Skate wing is best prepared with a light starch dusting and pan-seared. This easy yet elegant recipe swaps hazelnut meal for a gluten-free version with an extra layer of flavor, paired with a sweet and tangy raisin-caper pan-sauce and smooth cauliflower puree.

Ingredients:

1/2 of a medium cauliflower, chopped into florets
1/4-1/3 cup roasted garlic cashew cream*
1/4 cup golden raisins
1 tablespoon avocado oil or other high-heat cooking oil
2 6oz skate wing filets
salt & freshly ground pepper
2 tablespoons arrowroot starch
1/4 cup hazelnut meal
1/2 cup thinly sliced yellow onion
1/4 cup water
2 tablespoons balsamic vinegar
2 teaspoons capers
chopped fresh parsley

*To make roasted garlic cashew cream: soak 1/2 cup raw cashews for several hours. Drain and add to blender with 1 cup water, 1/4 cup lemon juice and all of the cloves from 1 head of roasted garlic. Blend until completely smooth.

Directions:

Preheat oven to 300ºF. Steam cauliflower for 10 minutes, until very tender. Add to a blender or food processor with 1/4 cup cashew cream and blend until smooth. Add additional cashew cream if desired for consistency.

Place raisins in a small bowl and cover with hot water.

Heat oil in a large skillet over medium-high heat.
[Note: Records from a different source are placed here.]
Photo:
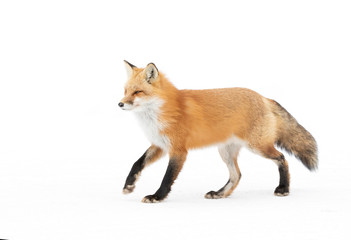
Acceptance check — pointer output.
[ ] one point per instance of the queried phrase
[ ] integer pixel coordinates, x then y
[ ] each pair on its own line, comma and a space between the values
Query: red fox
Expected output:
176, 121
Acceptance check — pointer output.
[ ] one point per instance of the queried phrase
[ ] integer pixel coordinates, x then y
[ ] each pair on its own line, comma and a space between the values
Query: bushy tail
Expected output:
295, 139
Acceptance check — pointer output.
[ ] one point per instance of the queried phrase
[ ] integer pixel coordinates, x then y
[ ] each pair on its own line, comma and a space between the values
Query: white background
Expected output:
66, 148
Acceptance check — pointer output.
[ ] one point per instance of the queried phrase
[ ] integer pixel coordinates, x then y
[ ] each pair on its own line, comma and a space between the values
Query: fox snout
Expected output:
125, 105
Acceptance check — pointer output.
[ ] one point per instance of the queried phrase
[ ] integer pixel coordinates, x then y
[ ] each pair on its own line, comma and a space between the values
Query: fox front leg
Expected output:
175, 165
151, 155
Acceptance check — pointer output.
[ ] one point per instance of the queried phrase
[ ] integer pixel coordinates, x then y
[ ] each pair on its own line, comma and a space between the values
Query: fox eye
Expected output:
136, 92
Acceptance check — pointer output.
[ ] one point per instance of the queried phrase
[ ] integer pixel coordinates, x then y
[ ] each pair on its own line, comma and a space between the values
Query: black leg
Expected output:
174, 167
150, 155
283, 188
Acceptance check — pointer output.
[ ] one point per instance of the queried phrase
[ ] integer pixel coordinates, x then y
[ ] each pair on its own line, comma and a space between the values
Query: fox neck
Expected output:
155, 116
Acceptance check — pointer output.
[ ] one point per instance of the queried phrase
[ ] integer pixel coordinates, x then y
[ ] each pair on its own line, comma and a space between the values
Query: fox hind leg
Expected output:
283, 167
229, 154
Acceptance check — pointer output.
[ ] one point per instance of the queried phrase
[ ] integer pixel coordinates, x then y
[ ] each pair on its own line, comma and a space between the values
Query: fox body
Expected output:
176, 121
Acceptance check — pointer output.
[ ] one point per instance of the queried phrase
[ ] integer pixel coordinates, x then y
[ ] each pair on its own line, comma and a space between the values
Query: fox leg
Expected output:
175, 165
283, 167
151, 155
229, 154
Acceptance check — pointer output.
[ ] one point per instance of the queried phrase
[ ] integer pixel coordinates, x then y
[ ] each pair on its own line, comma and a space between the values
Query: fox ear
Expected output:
129, 67
151, 73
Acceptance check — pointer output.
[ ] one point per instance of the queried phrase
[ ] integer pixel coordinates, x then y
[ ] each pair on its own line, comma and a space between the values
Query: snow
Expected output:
66, 148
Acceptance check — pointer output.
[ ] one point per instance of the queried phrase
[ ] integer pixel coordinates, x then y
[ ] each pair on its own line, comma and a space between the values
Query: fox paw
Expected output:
281, 191
151, 199
128, 189
213, 195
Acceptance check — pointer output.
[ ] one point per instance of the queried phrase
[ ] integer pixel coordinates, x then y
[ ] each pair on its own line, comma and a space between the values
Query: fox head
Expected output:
139, 91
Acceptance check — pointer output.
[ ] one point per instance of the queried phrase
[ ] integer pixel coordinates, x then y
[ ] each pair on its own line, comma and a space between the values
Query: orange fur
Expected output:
178, 120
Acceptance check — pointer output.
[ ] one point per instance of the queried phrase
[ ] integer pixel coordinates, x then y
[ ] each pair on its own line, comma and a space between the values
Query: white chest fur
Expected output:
148, 117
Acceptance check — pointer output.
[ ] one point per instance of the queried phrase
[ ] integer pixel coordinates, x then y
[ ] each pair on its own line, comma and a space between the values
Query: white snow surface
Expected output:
66, 147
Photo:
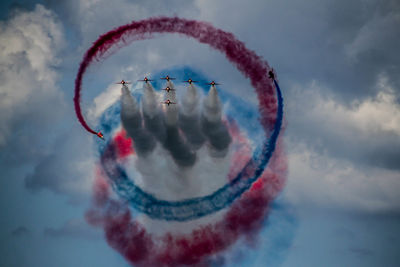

Sprinkle fish with salt and pepper. Combine arrowroot and hazelnut meal on a large plate. Dredge the fish through the crumb mixture, turning to coat both sides. Place the fish in hot skillet and cook for about 3 minutes per side, until browned and cook through. Transfer to a foil-lined baking sheet and place in oven to keep warm.

Reduce heat to medium-low. Add onion to pan and saute for 5 minutes, until lightly browned. Drain the raisins and add to the skillet with 1/4 cup water and balsamic vinegar. Increase heat to medium-high and simmer for 3-5 minutes, until liquid is reduced and onions are tender. Stir in capers.

Spoon cauliflower puree onto serving plates. Top with fish filet and raisin-caper sauce, sprinkle with parsley.